Der schmale Grat zwischen Liebe und Hass
Am Ende des Märchens ist alles gut. Die Liebenden haben zusammengefunden und wenn sie nicht gestorben sind, müssen sie verdammt alt irgendwo glücklich und vielleicht leicht senil lächelnd in der Gegend rumsitzen. Hach, wie schön. Dabei sind ihre Geschichten oft von Hass gezeichnet, von drastischen Gefühlsumbrüchen und erst am Ende steht irgendwo die große Liebe, das glückliche Ende. Viele Beziehungen werden in Märchen mit einem tiefen negativen Gefühl belegt. Große Angst, wo einst große Liebe war oder werden soll, Abscheu, Verzweiflung. Genauso oft ist es nur ein Moment, der dazwischen steht. Ein schmaler Grat zwischen Liebe und Hass.
Der Moment
Ausschlaggebend für diese feine Grenze ist die Annahme, dass ein Augenblick reicht, um alles zu ändern. Als der Spiegel der Königin eines morgens erzählt, dass Schneewittchen tausendmal schöner sei als sie, verschwindet jeglicher potentiell positiver Gedanke der (Stief)Tochter gegenüber.

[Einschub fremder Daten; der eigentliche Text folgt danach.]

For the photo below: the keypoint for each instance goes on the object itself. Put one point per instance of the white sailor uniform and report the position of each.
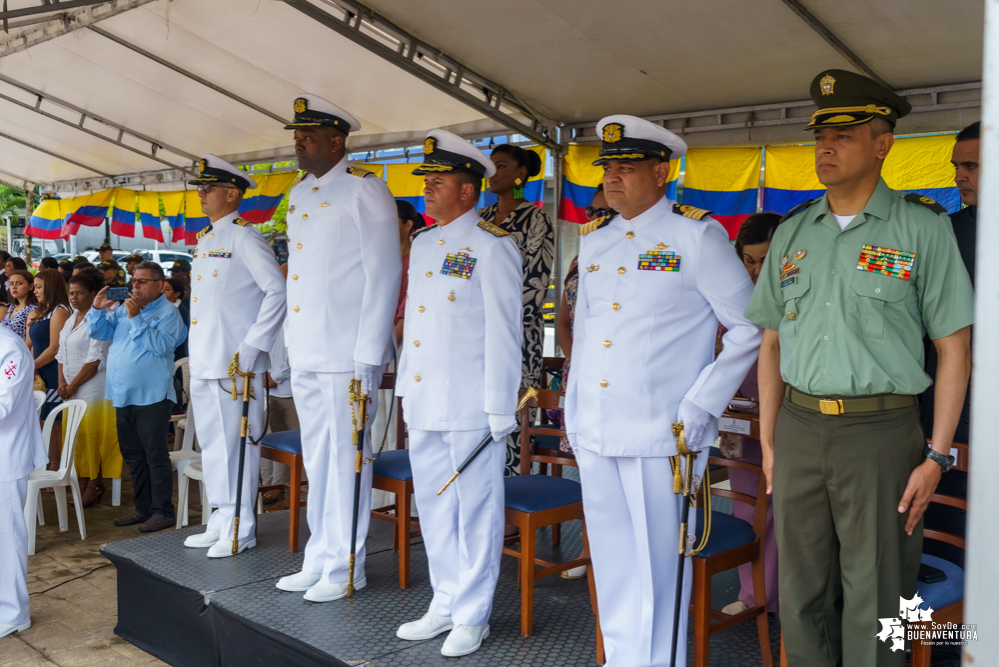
(344, 271)
(237, 297)
(651, 293)
(460, 363)
(21, 452)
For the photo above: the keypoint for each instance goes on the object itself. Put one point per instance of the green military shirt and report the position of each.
(852, 311)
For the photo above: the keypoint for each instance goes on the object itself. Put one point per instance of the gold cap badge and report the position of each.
(826, 84)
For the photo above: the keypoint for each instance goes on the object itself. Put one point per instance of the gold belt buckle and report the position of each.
(831, 407)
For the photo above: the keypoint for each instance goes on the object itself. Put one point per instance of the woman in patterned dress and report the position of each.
(534, 233)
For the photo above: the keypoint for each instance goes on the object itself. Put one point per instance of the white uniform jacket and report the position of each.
(237, 295)
(651, 293)
(463, 327)
(344, 270)
(21, 446)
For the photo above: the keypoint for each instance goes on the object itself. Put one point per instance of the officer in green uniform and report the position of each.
(851, 283)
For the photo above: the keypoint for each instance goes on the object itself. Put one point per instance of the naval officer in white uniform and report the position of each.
(655, 282)
(459, 376)
(21, 451)
(344, 268)
(237, 305)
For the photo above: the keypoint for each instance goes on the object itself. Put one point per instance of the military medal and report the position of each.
(459, 265)
(886, 261)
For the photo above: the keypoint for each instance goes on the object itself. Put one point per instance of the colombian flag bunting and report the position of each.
(580, 180)
(123, 213)
(725, 181)
(173, 207)
(46, 219)
(149, 215)
(92, 209)
(259, 204)
(194, 219)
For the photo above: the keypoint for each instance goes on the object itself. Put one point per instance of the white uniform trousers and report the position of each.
(323, 402)
(633, 523)
(13, 553)
(462, 527)
(218, 425)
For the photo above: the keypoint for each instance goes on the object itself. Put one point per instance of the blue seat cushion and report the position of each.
(727, 532)
(943, 593)
(536, 493)
(394, 463)
(286, 441)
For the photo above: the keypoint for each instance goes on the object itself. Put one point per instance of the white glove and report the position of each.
(502, 426)
(247, 357)
(365, 374)
(695, 423)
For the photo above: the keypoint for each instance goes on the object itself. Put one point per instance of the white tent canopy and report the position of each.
(130, 92)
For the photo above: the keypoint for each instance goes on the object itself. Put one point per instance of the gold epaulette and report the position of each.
(799, 208)
(691, 212)
(357, 171)
(594, 225)
(493, 229)
(925, 201)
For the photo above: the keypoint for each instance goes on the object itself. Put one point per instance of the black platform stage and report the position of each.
(190, 611)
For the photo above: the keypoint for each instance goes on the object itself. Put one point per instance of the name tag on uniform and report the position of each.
(886, 261)
(659, 260)
(459, 266)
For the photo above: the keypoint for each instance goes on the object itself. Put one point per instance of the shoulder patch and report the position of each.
(493, 229)
(594, 225)
(691, 212)
(799, 208)
(357, 171)
(925, 201)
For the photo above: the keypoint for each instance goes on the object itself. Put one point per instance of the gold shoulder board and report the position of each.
(799, 208)
(925, 201)
(493, 229)
(594, 225)
(360, 173)
(691, 212)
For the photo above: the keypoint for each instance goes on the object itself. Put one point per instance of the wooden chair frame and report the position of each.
(528, 523)
(707, 566)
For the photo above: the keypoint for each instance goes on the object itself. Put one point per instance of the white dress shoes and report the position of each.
(464, 639)
(223, 548)
(298, 582)
(427, 627)
(329, 592)
(202, 540)
(11, 629)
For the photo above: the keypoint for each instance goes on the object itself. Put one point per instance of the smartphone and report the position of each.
(930, 575)
(117, 293)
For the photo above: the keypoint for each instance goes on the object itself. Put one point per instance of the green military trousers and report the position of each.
(844, 556)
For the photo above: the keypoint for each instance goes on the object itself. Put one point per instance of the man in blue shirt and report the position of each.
(145, 330)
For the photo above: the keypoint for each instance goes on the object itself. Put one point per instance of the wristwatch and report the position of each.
(945, 462)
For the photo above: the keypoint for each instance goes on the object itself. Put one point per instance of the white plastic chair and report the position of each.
(191, 471)
(58, 479)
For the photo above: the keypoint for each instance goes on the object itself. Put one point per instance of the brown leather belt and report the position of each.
(840, 406)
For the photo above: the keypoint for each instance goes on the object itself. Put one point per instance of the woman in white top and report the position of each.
(82, 362)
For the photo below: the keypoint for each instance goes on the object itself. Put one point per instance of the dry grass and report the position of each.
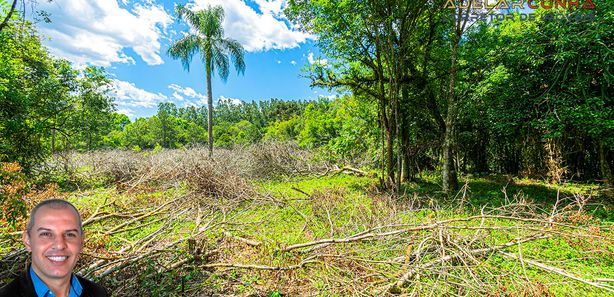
(177, 223)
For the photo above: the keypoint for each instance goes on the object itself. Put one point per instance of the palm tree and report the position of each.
(207, 37)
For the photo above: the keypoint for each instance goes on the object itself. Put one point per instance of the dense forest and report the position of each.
(431, 95)
(428, 91)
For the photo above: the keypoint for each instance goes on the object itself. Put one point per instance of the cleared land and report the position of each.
(266, 221)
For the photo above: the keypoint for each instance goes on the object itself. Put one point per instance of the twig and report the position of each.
(412, 272)
(558, 271)
(243, 240)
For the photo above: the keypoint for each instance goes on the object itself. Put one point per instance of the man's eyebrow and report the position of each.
(65, 231)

Der König bei Allerleirauh braucht dagegen nur einen Blick, um zu erkennen, dass seine Tochter der verstorbenen Frau zum Verwechseln ähnlich sieht. Schon will er sie an seiner Seite wissen. Eine ungesunde Liebe ist das, die bei der Tochter so große Angst hervorruft, dass sie vor dem Vater flieht. Ein Augenblick und sowohl Schneewittchens Königin als auch Allerleirauhs Vater waren regelrecht von Sinnen. Die Vorstellung, dass ein Moment magische Wirkung hat und alles erhellen, aber auch verdunklen kann, ist nicht allein „romantisch“. Die Bedeutung des Augenblicks lässt sich bereits in antiken Dramen erkennen. Im Märchen sind Liebe, Hass und Wahnsinn auf den richtigen Blick allerdings Dauerprogramm.
Extreme Gefühle
Diese großen, absoluten Sprünge verdankt die Gefühlswelt der Märchen der Romantik, die von Extremen gezehrt hat. Das Himmelhochjauchzend und Zutodebetrübt der Empfindsamkeit wurde nahezu wortwörtlich nachgezeichnet. Große Gefühle, unstillbare Sehnsucht, fast scheint es, die Romantik wäre ein endloser YA-Roman, zumindest in der Literatur. Eichendorff beispielsweise hat das nicht nur in seiner Lyrik aufgegriffen. In seiner Novelle „Die Zauberei im Herbste“ ist es die große Liebe zweier Männer zu einer Frau, die Konflikte auslöst. Während einer der Männer die Frau heiratet, ist der andere im Wald verschollen. Er glaubt, den Freund umgebracht zu haben, und erlebt immer wieder die Zerrissenheit zwischen großer Liebe und Hass auf den besten Freund. Noch deutlicher werden die extremen Gefühlsausbrüche bei ETA Hoffmann, in dessen Sandmann Nathanael nicht nur die Liebe auf den richtigen Blick erfährt, sondern auch die Todesangst durch eine Bedrohung, von der der Leser nie genau weiß, ob sie wirklich ist.
Quak mich nicht an
Im Märchen wird der Umschwung von Hass auf Liebe am schönsten im Froschkönig gezeigt. Nein, nicht in der kitschigen Variante, in der die Prinzessin einen Frosch in ihrem Schlafzimmer küsst (diese Variante ist wesentlich jünger als das „Original“), sondern die, in der sie ihn mit Schmackes gegen die Wand pfeffert. Hass. Die Prinzessin hasst dieses glitschige Ding, das ihr zwar ihre Lieblingskugel wiedergebracht hat, sie aber dann vor dem gesamten Hofstaat und ihrem Vater bloßgestellt hat. Der Frosch hat sie nicht nur in eine furchtbar peinliche Lage gebracht, sondern ihr auch noch das Abendessen verdorben. Die Prinzessin hasst dieses Ding und will es beseitigen. Kaum aber, dass sie dem extremen Gefühl nachgibt, verwandelt er sich in einen hübschen Prinzen. Ein Augenblick, ein Moment des Erkennens, schon verliebt sie sich. Liebe und Hass sind manchmal nur einen Froschwurf voneinander entfernt, vor allem im Märchen.